Quand la situation reste incertaine
Les modalités concrètes d'intervention publique varient selon l'organisation départementale de la lutte antivectorielle, ce qui signifie que l'interlocuteur exact et la réactivité de la commune ou de l'ARS peuvent différer sensiblement d'un département à l'autre. Cette incertitude ne change rien à votre obligation sur votre propre parcelle, mais elle doit vous inciter à documenter vos démarches, en particulier lorsque vous estimez que la nuisance provient de gîtes situés sur l'espace public voisin. Signaler ces gîtes à la commune reste la seule action possible de votre côté sur ce terrain, aucun texte ne vous ouvrant un droit à obtenir une intervention dans un délai donné.
Les recours ouverts
La commune peut intervenir sur les gîtes de l'espace public ; aucun texte n'ouvre de droit à une démoustication de la terrasse.

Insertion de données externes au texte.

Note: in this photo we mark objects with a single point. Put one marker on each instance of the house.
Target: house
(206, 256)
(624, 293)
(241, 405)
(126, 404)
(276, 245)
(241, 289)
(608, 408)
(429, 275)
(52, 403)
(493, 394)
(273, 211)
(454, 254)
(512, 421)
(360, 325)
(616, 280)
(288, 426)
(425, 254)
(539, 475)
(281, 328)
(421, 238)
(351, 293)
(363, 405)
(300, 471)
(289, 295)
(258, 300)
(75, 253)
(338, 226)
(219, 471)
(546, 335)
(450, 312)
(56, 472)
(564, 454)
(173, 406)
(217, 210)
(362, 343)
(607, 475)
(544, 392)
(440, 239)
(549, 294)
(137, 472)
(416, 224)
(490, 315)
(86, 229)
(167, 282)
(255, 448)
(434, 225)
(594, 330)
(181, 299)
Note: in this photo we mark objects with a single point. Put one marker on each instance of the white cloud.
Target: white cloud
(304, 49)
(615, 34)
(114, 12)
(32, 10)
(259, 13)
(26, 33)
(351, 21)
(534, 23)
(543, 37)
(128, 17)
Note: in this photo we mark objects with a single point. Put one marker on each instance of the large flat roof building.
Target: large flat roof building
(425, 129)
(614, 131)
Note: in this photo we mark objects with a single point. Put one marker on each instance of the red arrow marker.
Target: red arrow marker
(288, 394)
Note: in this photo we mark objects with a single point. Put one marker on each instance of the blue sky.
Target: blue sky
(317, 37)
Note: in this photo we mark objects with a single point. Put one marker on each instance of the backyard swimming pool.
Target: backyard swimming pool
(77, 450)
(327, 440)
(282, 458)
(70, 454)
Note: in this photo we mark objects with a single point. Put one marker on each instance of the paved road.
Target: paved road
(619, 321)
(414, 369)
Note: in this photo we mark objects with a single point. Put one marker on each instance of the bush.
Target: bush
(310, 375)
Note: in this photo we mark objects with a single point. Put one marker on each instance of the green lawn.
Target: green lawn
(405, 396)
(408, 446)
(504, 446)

Ce qu'il faut pouvoir produire
- Inventaire des gîtes supprimés
- Photos des aménagements réalisés
- Courriers adressés à la commune pour l'espace public
- Factures des équipements installés
Les erreurs qui coûtent cher
- Installer des lampes à insectes, sans effet sur le moustique tigre
- Pulvériser un adulticide chaque soir sans supprimer les gîtes
- Laisser des soucoupes sous les jardinières
Ce que les textes ne tranchent pas
- Les modalités d'intervention publique varient selon l'organisation départementale de la lutte antivectorielle.
Sources et dates de relevé. décret n° 2019-258 du 29 mars 2019, Prévention des maladies vectorielles, consulté le 12 septembre 2026. loi n° 64-1246 du 16 décembre 1964, Lutte contre les moustiques, consulté le 12 septembre 2026. arrêté du 23 juillet 2019, Surveillance entomologique, intervention autour des détections et prospection, consulté le 12 septembre 2026. article L.1311-2 du code de la santé publique, Arrêtés préfectoraux et municipaux complétant les règles d'hygiène, consulté le 12 septembre 2026.